Practitioner checklist

  • Plot underwater curves alongside headline return and MDD for every manager review.
  • Compute UI and Pain Index on daily data when NAV frequency allows.
  • Report Martin ratio and Pain ratio alongside Calmar and Sharpe in allocator memos.
  • Flag funds where Calmar > 0.60 but Martin < 0.50 for underwater-curve review.
  • Use consistent 36-month (or full-cycle) windows across peer comparisons.
  • Count months underwater as a simple LP-behavior proxy alongside Pain Index.
  • Verify vendor definitions — confirm squaring for UI, not mislabeled averages.
  • Net all returns of fees before computing ratios.
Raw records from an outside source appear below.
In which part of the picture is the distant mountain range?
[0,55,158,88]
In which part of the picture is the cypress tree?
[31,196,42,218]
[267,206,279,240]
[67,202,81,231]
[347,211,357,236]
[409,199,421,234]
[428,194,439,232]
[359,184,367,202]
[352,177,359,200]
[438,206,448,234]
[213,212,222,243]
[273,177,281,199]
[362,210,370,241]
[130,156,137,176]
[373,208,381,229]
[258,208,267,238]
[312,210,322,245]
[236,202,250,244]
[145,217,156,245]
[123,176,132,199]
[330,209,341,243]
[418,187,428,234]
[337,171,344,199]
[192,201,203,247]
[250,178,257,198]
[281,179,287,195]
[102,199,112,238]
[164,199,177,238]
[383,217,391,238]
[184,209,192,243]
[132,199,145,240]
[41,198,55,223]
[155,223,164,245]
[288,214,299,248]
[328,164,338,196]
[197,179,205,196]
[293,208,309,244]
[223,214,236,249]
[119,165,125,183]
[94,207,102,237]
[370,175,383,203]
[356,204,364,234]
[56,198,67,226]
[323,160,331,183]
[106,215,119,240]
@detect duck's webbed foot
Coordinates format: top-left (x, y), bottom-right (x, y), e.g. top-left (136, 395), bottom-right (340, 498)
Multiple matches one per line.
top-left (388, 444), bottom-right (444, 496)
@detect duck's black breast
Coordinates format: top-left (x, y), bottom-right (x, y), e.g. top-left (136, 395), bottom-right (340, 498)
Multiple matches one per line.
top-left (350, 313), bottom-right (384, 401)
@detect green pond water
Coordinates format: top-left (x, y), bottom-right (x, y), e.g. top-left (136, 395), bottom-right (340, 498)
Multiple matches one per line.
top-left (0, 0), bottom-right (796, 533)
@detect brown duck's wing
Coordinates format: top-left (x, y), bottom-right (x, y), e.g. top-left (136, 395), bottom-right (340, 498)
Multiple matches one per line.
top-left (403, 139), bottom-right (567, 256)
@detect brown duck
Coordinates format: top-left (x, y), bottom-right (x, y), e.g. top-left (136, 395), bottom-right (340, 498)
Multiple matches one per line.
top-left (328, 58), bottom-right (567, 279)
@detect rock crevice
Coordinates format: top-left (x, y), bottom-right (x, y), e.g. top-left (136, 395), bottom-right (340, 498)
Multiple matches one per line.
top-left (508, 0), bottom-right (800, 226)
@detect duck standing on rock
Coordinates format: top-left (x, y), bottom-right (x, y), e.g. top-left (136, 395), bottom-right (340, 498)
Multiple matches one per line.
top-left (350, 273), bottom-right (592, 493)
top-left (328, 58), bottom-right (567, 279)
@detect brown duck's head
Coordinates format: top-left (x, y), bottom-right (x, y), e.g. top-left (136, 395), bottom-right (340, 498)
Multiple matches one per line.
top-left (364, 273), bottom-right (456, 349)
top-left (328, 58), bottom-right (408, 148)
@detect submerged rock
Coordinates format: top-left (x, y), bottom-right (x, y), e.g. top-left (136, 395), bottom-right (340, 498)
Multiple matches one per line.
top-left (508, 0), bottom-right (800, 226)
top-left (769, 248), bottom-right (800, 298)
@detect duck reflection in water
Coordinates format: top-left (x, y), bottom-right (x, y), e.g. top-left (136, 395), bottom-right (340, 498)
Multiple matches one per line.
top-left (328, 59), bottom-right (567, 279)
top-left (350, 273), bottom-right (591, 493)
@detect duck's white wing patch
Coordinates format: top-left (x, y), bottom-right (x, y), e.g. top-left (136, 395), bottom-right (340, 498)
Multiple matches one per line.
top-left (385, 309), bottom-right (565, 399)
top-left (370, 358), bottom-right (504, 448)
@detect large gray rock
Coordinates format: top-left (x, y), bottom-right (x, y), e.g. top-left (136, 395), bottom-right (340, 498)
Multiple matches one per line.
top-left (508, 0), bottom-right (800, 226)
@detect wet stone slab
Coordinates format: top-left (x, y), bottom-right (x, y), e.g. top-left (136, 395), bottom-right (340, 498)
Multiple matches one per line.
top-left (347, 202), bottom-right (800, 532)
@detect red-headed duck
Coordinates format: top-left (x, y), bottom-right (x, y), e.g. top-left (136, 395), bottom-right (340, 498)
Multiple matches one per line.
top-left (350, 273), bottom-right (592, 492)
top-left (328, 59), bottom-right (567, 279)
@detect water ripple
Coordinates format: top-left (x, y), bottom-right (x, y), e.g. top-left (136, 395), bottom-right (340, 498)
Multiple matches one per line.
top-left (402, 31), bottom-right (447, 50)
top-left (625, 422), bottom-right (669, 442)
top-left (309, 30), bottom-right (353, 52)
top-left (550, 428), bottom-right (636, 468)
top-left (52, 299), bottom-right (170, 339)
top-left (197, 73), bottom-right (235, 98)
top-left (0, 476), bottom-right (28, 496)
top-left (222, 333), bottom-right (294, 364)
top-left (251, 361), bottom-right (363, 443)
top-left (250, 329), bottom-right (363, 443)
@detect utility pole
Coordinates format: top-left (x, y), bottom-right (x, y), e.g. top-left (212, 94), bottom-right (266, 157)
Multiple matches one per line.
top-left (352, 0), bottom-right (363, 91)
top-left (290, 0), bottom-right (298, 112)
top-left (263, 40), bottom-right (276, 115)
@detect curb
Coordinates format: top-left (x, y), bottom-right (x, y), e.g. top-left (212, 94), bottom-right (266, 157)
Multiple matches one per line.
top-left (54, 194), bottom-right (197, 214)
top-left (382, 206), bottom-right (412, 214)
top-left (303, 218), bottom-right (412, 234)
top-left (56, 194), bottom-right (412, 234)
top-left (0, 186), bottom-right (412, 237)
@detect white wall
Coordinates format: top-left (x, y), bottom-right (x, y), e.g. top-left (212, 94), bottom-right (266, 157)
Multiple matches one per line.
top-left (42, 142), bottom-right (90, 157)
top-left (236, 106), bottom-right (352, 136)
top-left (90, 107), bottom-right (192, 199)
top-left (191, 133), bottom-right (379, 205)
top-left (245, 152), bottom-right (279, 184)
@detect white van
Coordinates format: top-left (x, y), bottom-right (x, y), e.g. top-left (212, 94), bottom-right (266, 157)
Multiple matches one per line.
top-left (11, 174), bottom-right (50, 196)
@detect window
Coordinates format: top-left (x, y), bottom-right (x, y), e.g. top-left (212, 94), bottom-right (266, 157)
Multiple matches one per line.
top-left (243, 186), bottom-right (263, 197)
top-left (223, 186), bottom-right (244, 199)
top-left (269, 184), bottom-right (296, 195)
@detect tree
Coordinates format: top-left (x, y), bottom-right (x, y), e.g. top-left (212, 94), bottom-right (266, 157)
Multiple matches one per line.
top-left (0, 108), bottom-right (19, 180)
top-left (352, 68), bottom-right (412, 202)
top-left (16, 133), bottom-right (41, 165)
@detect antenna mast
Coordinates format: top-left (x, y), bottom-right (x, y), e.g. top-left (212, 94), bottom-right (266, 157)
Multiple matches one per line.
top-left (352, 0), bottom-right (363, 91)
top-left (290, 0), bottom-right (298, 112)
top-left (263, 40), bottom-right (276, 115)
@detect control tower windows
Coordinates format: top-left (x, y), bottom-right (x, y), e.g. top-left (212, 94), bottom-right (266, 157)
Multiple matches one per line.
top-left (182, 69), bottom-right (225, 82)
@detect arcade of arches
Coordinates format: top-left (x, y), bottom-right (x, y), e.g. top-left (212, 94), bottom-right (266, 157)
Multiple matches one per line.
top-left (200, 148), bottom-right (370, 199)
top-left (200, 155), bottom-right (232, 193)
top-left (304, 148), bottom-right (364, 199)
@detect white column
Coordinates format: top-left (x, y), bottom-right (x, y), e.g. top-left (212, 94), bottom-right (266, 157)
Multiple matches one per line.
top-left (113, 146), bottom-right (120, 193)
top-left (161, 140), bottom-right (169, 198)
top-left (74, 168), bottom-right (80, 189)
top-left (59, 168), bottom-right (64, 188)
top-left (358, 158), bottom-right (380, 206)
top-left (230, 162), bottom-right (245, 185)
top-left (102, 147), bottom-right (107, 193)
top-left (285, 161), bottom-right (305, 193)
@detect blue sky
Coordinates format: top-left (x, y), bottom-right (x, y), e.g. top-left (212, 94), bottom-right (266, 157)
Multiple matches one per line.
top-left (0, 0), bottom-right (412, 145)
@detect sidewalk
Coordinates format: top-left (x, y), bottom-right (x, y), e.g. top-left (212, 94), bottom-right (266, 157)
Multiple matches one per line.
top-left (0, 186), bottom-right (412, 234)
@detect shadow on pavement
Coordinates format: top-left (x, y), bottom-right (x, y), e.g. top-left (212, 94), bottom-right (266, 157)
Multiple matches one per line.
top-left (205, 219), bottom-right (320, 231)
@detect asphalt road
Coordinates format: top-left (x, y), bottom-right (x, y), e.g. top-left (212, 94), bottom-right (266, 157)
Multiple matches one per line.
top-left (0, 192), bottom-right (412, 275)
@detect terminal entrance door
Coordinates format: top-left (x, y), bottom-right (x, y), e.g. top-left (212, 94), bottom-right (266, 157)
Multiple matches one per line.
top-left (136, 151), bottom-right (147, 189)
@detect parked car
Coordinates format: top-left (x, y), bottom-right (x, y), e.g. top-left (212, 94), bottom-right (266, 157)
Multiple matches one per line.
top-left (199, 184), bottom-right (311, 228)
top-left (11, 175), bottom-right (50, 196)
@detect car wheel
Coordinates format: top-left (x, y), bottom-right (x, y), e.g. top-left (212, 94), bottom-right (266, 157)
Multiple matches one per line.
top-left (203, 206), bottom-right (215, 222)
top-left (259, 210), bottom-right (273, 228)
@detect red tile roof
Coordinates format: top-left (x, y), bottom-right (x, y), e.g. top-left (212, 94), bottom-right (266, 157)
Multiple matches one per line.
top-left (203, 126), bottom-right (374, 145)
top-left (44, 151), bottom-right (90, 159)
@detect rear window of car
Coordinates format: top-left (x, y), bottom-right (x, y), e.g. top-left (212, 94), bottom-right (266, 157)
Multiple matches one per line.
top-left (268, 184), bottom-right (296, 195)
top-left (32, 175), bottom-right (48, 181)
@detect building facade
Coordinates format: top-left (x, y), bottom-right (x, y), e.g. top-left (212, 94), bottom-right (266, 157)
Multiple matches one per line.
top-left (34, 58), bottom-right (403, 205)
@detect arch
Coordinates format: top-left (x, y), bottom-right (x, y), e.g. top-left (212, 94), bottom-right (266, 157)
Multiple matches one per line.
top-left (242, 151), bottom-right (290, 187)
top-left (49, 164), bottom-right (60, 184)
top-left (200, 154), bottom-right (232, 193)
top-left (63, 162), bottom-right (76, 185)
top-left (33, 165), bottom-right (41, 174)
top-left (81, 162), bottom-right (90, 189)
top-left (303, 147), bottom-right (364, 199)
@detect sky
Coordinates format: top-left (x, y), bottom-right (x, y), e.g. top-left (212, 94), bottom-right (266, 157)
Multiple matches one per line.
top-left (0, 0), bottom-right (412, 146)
  • Pair UI analysis with behavioral finance insights on loss aversion and redemption timing.
  • Recompute rolling 36-month UI quarterly; trend matters as much as point estimate.

Key takeaways

  • Ulcer Index is the RMS of percentage drawdowns — it penalizes depth more than duration alone.
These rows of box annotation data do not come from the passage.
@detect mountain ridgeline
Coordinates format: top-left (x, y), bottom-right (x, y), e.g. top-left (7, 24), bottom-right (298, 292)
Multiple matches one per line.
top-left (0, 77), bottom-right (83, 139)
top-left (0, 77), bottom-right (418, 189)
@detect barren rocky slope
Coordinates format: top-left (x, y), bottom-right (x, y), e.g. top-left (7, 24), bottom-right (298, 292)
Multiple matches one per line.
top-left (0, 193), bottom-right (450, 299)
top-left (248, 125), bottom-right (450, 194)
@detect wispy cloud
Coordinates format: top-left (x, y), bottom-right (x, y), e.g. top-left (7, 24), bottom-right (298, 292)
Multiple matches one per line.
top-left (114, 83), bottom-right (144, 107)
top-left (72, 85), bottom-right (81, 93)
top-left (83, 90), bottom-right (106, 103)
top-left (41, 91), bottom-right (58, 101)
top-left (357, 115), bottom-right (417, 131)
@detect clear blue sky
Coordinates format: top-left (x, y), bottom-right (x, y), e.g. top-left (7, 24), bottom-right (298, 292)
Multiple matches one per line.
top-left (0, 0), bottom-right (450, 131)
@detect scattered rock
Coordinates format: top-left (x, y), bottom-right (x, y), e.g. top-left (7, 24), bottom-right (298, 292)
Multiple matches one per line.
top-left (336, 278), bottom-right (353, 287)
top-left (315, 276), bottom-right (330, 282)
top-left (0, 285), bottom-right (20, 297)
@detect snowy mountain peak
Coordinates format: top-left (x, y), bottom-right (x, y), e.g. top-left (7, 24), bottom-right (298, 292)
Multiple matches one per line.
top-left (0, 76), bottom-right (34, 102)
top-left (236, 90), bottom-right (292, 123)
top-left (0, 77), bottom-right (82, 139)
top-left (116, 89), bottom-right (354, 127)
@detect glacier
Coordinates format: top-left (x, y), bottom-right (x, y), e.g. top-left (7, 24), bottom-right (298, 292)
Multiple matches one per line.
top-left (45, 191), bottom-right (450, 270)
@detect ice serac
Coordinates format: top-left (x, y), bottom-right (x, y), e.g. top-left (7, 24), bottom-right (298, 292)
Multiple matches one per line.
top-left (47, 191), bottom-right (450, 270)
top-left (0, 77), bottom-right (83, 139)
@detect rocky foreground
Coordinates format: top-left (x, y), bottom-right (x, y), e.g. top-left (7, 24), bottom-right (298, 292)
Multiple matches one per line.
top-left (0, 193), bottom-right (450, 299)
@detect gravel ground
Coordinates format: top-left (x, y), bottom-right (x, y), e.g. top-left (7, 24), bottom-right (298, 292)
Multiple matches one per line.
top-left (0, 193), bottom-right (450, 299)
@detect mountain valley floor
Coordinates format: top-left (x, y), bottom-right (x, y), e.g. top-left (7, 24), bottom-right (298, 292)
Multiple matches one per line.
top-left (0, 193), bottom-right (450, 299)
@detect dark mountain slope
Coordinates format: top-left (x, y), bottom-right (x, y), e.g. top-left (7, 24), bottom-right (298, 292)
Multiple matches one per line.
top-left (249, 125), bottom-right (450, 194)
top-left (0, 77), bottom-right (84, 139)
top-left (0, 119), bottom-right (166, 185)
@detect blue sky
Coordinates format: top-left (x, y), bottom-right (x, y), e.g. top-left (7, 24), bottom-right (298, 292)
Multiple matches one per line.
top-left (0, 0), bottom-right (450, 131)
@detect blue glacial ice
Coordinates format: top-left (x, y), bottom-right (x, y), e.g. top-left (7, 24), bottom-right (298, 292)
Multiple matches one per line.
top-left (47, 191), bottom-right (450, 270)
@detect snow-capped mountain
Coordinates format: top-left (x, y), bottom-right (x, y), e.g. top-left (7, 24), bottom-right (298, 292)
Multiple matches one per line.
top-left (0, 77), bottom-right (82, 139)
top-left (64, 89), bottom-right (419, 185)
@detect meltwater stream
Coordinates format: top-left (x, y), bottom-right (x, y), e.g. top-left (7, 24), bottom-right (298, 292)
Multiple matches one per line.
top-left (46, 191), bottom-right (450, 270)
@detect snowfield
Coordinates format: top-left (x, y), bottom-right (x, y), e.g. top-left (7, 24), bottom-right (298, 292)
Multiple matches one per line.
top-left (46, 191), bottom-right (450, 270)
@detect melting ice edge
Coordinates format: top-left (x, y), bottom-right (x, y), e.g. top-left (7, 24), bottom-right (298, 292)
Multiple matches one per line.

  • Pain Index is the average absolute drawdown while underwater — it captures chronic grind.
  • Two funds with identical return and max drawdown can have vastly different UI and investor redemption behavior.
  • Martin ratio and Pain ratio express return per unit of discomfort — use them when Calmar hides path risk.
  • Harbor-style allocators treat Calmar-Martin divergence as a signal to inspect underwater curves, not as a data error.